Super 7 Rule Changes, #3

By | June 30, 2025

Jumbling Weight Classes

I absolutely love this idea. It makes Doubling Up not just exciting, but doubly exciting, interesting, and strategic.

Here’s how it works:

We’d still start a dual meet with the traditional coin flip. The winning coach picks the first weight class to send out on the mat. But after that, Jumbling Weight Classes kicks in.

From that point on, the coaches alternate choosing any weight class they want to send out next. There’s no set order, no required progression—and here’s the kicker: the coach doesn’t have to tell the other side which weight he’s choosing until he sends his athlete out on the mat.

And so it goes, back and forth, until all ten matches are wrestled.

As a result, every dual meet would be different.


The Strategy Game

Do you see where this could go?

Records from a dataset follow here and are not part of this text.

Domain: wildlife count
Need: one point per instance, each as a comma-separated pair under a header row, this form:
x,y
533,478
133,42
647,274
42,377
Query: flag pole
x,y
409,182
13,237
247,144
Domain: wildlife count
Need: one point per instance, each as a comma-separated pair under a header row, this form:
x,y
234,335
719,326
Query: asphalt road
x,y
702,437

It’s pure strategy—like military tactics. Where and when do you attack? How do you exploit real or perceived weaknesses? Which of your assets do you commit to the battle next?

Pair this concept with Doubling Up, and we’d have two rule changes so exciting and impactful that they’re practically screaming: “Let’s do it!”


The Mystery Factor

Imagine the suspense. No one knows who’s wrestling next except the coach making the call—and his athlete.

How thrilling would that be for spectators? Fans would be buzzing, speculating, and armchair quarterbacking each coach’s decision.

“Who’s going out next?”
“Should he put in his star now or save him for later?”

The tactical possibilities are endless:

  • Does a coach deploy his best wrestler to halt the opposing team’s momentum, or hold him back for a bigger threat later in the meet?

  • After Hamiti wins a nail-biter, does the opposing coach jump ahead a couple of weight classes to avoid a second encounter in case Dean’s going to double up? Or does he roll the dice and send out his top 133-pounder?

  • Maybe a coach should leap all the way to 197 pounds, hoping to catch the opponent’s wrestler cold—still sitting on the bench without warming up.

These strategic scenarios are exactly what fans crave. It’s the stuff debates and heated arguments in the stands are made of.


Why Fans Will Love It

All of this matters deeply when it comes to attracting—and keeping—fans. The more strategic layers we build into wrestling, the more we engage the people sitting in the stands.

Spectators want the chance to outthink the coaches. They want to believe they could out-coach the experts whose decisions shape the evening’s outcome.

Armchair quarterbacking isn’t just part of sports—it’s one of the best parts, and one of the reasons why spectators pay to attend.


Addressing the Naysayers

Of course, some critics will claim it’s unfair for wrestlers not to know exactly when they’ll compete. To that, I ask: Why is it unfair?

If a rule change applies to everyone equally, then by definition, it’s fair.

Yes, alternating weight classes is a big departure from what we’re used to. But that doesn’t make it unreasonable.

Consider other sports:

  • A basketball player doesn’t know exactly when the coach will call, “White, get in there for Bruno.”

  • In baseball, it’s “Miller, take first base. You’re pinch-running for Darby.”

  • In football, it’s “Jones, Winburg’s hurt. Grab your helmet—you’re in.”

In most sports, athletes enter without advance notice. Only in wrestling do we cling to the notion that our athletes are so fragile they need to be forewarned.

Physiologically, there’s no valid reason to oppose this rule. Just because we’ve never done it doesn’t mean we shouldn’t try.


A Challenge to Tradition

So here’s the real question: If we don’t give this a shot, are we admitting that athletes in other sports are tougher or more resilient than wrestlers?

We’re already losing ground by doing things the way we’ve always done them. So what do we have to lose? Certainly not the fans we’re not attracting now.

At the end of the day, everything hinges on one critical factor: the number of people in the stands. Solve that problem, and we solve most of wrestling’s woes.


A Thought from Steve Jobs

Steve Jobs once said:

“Here’s to the crazy ones. The rebels. The troublemakers. The ones who see things differently. While some may see them as the crazies, I see genius. Because the people who are crazy enough to think they can change the world, are the ones who do.”

A Point Earned is a Point Scored—Jumbling Weight Classes—and Doubling Up—might sound crazy. But maybe that’s exactly what wrestling needs to change the game—and bring the fans roaring back.